Danilo Piroddi aveva 9 anni, Gigi Riva era il suo idolo e gli ruppe un braccio. Non volontariamente, ovvio, ma una staffilata del centravanti che viaggiava a oltre 100 km orari lo centrò e gli procurò una doppia frattura.

Il bambino di ieri oggi è un adulto, e ricorda quei fatti col sorriso e un pizzico di commozione.

«Era il campionato successivo a quello dello scudetto, eravamo all’Acqua Acetosa dove il Cagliari si stava allenando prima di una partita con la Lazio. Mio padre, tifoso sfegatato del Cagliari, mi portò lì, scavalcammo uno steccato e io mi misi dietro a una porta. Poco dopo, una sua bordata mi prese in pieno. E chi se lo dimentica?».

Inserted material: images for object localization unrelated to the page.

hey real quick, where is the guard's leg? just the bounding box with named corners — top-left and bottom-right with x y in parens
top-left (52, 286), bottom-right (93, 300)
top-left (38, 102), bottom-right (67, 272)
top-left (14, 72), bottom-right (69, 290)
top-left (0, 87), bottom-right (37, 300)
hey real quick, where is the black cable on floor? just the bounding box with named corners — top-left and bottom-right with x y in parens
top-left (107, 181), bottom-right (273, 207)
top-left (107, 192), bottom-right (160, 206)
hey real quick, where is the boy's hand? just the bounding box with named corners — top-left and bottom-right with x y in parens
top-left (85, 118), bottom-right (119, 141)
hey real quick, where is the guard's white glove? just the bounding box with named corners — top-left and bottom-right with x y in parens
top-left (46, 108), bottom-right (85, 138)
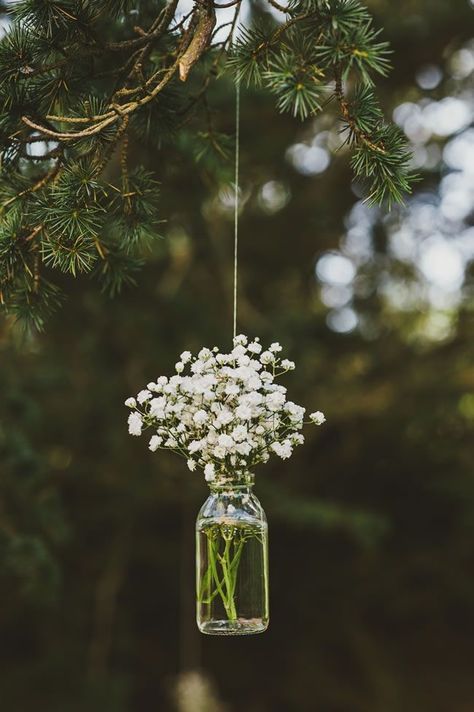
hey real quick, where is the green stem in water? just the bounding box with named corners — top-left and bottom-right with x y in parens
top-left (207, 534), bottom-right (229, 612)
top-left (220, 535), bottom-right (238, 620)
top-left (198, 524), bottom-right (253, 621)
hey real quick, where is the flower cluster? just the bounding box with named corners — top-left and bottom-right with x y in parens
top-left (126, 335), bottom-right (325, 482)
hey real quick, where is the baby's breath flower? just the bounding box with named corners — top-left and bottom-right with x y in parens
top-left (149, 434), bottom-right (162, 451)
top-left (271, 440), bottom-right (292, 459)
top-left (193, 409), bottom-right (208, 425)
top-left (266, 391), bottom-right (285, 411)
top-left (218, 433), bottom-right (234, 449)
top-left (198, 347), bottom-right (212, 361)
top-left (310, 411), bottom-right (326, 425)
top-left (248, 341), bottom-right (262, 354)
top-left (235, 404), bottom-right (252, 420)
top-left (260, 351), bottom-right (275, 365)
top-left (128, 412), bottom-right (143, 436)
top-left (137, 389), bottom-right (152, 404)
top-left (126, 336), bottom-right (325, 481)
top-left (204, 463), bottom-right (215, 481)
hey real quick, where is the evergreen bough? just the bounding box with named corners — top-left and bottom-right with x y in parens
top-left (0, 0), bottom-right (415, 332)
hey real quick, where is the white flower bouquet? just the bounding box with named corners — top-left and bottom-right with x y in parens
top-left (125, 334), bottom-right (326, 635)
top-left (125, 334), bottom-right (326, 482)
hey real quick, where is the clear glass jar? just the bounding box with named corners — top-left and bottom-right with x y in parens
top-left (196, 474), bottom-right (269, 636)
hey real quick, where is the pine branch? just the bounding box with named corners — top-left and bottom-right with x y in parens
top-left (334, 70), bottom-right (414, 207)
top-left (0, 0), bottom-right (416, 332)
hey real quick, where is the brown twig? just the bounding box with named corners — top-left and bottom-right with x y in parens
top-left (0, 163), bottom-right (61, 211)
top-left (266, 0), bottom-right (291, 13)
top-left (21, 0), bottom-right (199, 143)
top-left (178, 1), bottom-right (216, 81)
top-left (334, 67), bottom-right (386, 154)
top-left (25, 225), bottom-right (43, 243)
top-left (213, 0), bottom-right (241, 7)
top-left (94, 115), bottom-right (130, 176)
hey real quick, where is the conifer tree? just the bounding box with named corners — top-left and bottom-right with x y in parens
top-left (0, 0), bottom-right (415, 331)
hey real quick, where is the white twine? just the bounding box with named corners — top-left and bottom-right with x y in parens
top-left (233, 78), bottom-right (240, 340)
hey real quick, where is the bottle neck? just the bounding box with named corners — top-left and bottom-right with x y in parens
top-left (209, 472), bottom-right (254, 495)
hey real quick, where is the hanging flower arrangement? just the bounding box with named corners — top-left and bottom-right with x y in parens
top-left (126, 334), bottom-right (325, 636)
top-left (125, 334), bottom-right (325, 480)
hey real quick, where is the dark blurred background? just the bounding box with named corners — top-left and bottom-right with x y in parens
top-left (1, 0), bottom-right (474, 710)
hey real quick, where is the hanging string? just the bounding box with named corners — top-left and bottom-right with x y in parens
top-left (233, 78), bottom-right (240, 340)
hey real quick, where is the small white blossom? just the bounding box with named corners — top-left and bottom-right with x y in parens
top-left (248, 341), bottom-right (262, 354)
top-left (245, 391), bottom-right (263, 406)
top-left (310, 411), bottom-right (326, 425)
top-left (128, 412), bottom-right (143, 436)
top-left (260, 351), bottom-right (275, 365)
top-left (125, 397), bottom-right (136, 408)
top-left (271, 440), bottom-right (292, 459)
top-left (215, 409), bottom-right (233, 426)
top-left (235, 404), bottom-right (252, 420)
top-left (204, 463), bottom-right (215, 481)
top-left (235, 441), bottom-right (252, 456)
top-left (247, 376), bottom-right (262, 391)
top-left (232, 425), bottom-right (248, 442)
top-left (232, 344), bottom-right (247, 359)
top-left (175, 362), bottom-right (185, 373)
top-left (149, 397), bottom-right (166, 417)
top-left (193, 409), bottom-right (208, 426)
top-left (187, 459), bottom-right (197, 471)
top-left (149, 434), bottom-right (162, 451)
top-left (137, 389), bottom-right (152, 404)
top-left (266, 391), bottom-right (286, 411)
top-left (270, 342), bottom-right (282, 353)
top-left (180, 351), bottom-right (192, 363)
top-left (281, 359), bottom-right (295, 371)
top-left (285, 401), bottom-right (306, 420)
top-left (218, 433), bottom-right (234, 449)
top-left (198, 347), bottom-right (212, 361)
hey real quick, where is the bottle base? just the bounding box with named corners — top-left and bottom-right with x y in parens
top-left (198, 617), bottom-right (269, 636)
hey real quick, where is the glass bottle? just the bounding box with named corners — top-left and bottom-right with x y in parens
top-left (196, 473), bottom-right (269, 636)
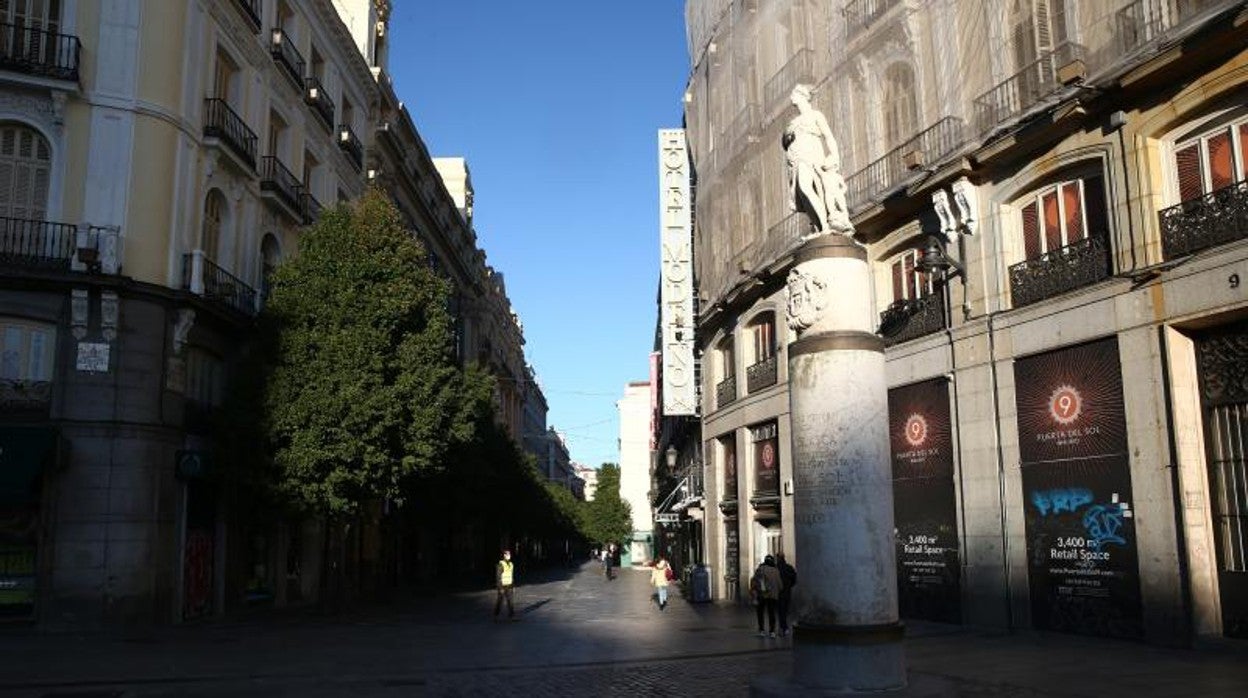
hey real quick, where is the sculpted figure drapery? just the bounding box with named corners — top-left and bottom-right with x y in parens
top-left (783, 85), bottom-right (853, 238)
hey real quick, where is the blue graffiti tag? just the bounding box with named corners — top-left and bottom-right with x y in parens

Fu calcolato, sottolinea Piroddi, che il tiro di Riva viaggiava a 120 km orari: «Mi procurò una doppia frattura a un braccio, ulna e radio. Allora i palloni erano di cuoio, mica quelli di oggi, e se ti prendevano facevano male sul serio. Mi portarono al San Giacomo, l’ospedale in via del Corso, e lì mi ingessò il dottor Ziaco, medico sociale della Lazio».

Una foto recente di Danilo Piroddi (Archivio)
Una foto recente di Danilo Piroddi (Archivio)

Una foto recente di Danilo Piroddi (Archivio)

Se Riva gli autografò il gesso? «Sono balle – racconta ancora Piroddi – ma fu molto gentile con me, venne a trovarmi e gli sono ancora grato. Gli chiesi una sua maglia e un pallone, ma di quella numero 11 ne aveva solo una, all’epoca era così e non come oggi che le maglie le trovi anche in negozio. quindi non me la diede».

Ne è nato un rapporto durato fino a ieri: «Vivo in Sicilia – dice ancora Piroddi – ma siamo rimasti in contatto. Ci siamo sentiti, dovevo andare anche a Cagliari. Ma ora...».

«Per la sua morte – conclude Piroddi – ci sono rimasto malissimo. Ma in ogni caso Gigi rimane nel cuore, ed è quello che conta».